Cheese book and political manifesto. The way things are produced and consumed has important social, cultural and political consequences. Asher's counterculture position is clear, he uses all aspects of the cheese making process to emphasize it. "The art of natural cheese making" questions some important aspects of the industrial food system: Our obssesion to sanitize everything, our irational war against every kind of microorganism, our reductional aproach to natural processes, that ended up with the extreme poverty of human intestinal fauna, our need to homogenize everything from milk to cheese forms, passing through nature and sex. Asher claims diversity, biodivesity of bacteria, diversity of cheese molds and cultures. Is a recipe book and a political aproach to food production and consumption.
I have to update this, because one can't keep a book open, but really... This is a book that you don't really stop reading, because you want to experiment with milk, kefir, yoghurt and cheese.
I had also read a couple of other books about cheesemaking, and they were just recipes: do it this way and you will get cheese. Asher's book gives much more explanations about the how of cheeses: what are the mechanisms that create cheese. However, it is not so technical that it becomes boring. He's a good writer, and that also makes this book nice to read.
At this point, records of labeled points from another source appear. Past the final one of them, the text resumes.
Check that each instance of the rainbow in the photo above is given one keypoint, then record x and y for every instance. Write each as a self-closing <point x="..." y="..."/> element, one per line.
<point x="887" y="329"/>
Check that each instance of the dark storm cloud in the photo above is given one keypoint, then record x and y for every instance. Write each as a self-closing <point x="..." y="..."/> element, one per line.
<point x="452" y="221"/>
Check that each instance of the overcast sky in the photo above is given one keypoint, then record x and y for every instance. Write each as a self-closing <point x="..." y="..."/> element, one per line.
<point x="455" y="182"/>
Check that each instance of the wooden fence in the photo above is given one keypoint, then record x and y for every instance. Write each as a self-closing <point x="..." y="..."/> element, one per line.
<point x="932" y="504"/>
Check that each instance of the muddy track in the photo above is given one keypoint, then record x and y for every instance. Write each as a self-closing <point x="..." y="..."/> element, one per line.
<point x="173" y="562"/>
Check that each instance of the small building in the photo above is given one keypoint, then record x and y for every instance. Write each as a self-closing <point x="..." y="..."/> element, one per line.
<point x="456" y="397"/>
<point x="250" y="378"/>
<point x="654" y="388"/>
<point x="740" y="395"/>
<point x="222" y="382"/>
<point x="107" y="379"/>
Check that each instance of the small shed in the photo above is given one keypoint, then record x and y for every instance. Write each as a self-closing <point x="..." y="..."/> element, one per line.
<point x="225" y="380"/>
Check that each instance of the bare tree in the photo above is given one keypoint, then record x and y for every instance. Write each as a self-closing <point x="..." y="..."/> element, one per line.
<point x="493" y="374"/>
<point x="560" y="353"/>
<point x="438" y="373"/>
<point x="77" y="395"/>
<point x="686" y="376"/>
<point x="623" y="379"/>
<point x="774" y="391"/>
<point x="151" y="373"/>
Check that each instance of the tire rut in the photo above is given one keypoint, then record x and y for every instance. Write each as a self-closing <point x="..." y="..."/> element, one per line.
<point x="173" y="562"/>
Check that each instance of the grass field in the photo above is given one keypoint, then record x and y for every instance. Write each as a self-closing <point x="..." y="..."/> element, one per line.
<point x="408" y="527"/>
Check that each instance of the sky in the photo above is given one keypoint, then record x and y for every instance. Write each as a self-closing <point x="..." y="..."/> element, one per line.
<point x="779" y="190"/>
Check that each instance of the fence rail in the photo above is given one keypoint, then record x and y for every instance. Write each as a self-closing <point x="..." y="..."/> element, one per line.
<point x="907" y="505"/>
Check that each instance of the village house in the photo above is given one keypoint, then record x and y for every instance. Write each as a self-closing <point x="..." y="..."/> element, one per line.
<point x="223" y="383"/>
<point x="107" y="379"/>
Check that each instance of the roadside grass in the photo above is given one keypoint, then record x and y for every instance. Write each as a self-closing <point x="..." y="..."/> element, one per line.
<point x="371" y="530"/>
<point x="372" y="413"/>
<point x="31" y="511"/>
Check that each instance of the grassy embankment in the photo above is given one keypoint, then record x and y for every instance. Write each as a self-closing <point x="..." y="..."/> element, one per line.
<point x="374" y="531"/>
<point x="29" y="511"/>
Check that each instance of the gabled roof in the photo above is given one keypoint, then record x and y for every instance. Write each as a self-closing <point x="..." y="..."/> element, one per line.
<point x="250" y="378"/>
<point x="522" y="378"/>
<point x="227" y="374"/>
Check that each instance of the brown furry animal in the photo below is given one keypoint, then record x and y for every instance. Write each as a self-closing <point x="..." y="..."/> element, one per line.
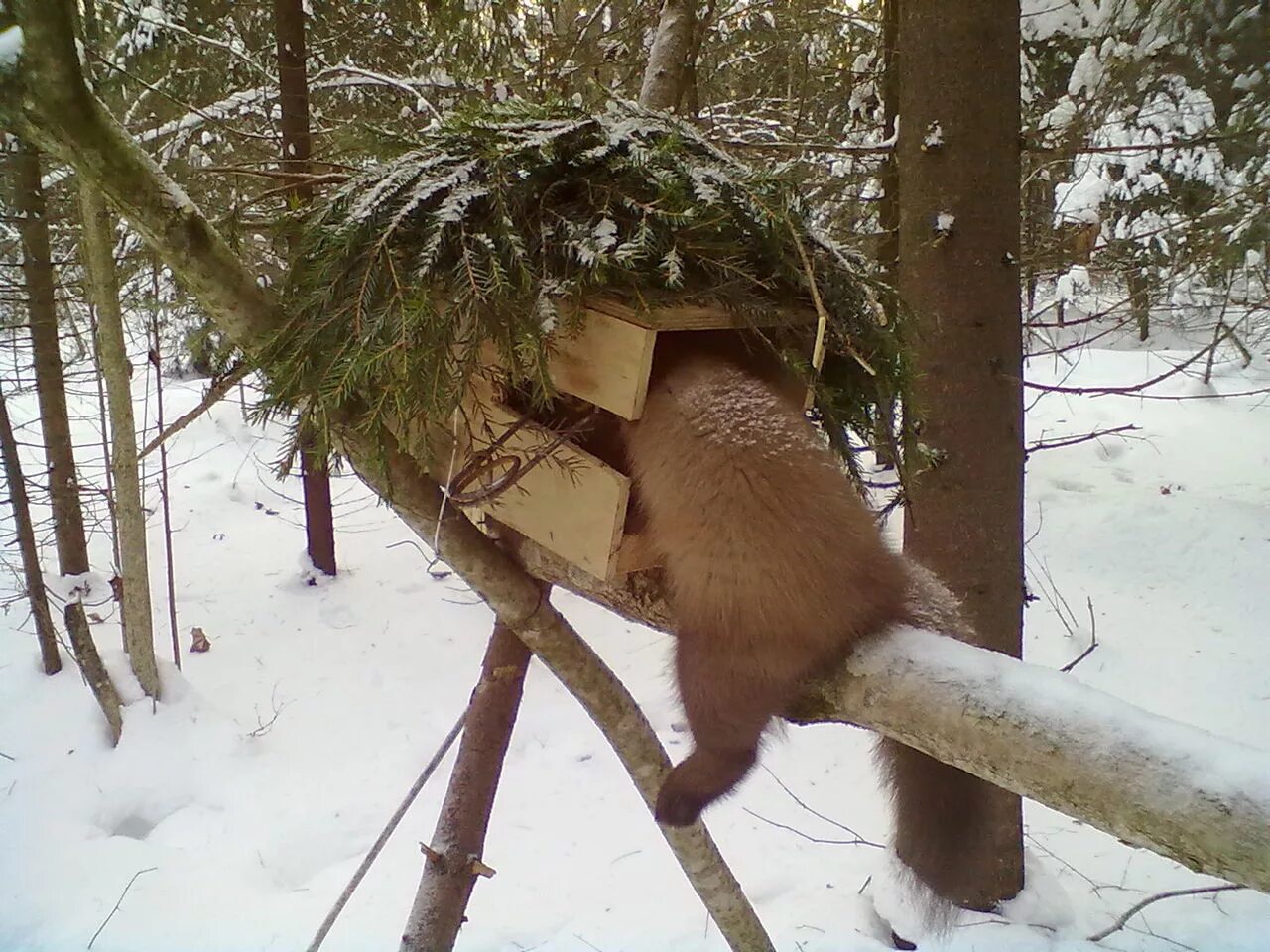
<point x="774" y="565"/>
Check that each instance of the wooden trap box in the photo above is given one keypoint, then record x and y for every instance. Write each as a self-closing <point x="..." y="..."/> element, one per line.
<point x="570" y="502"/>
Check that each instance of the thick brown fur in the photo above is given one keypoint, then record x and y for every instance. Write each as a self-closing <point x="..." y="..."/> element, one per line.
<point x="774" y="563"/>
<point x="943" y="824"/>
I even think that this is a good book for people who love cheese, and don't necessarily want to make cheese themselves.
I was really happy to stumble onto this book on the "New Non-Fiction" of our library because he gives really clear simple instructions for how to make all kinds of cheese, many of them just using kefir as the base. Of course, since I read it, I let our kefir grains die but I really do want to start making some of the soft cheese. Maybe one day I'll be brave enough to make cheddar!
Good instructions for quality cheese making. Unfortunately, most of us don't have access to the required ingredient - whole, unpasteurized, un-homogenized milk.
Intriguing, an intro to all sorts of new ideas which I can't wait to try. The reason I've scored it down is that the the science throughout the book is rarely backed up with evidence.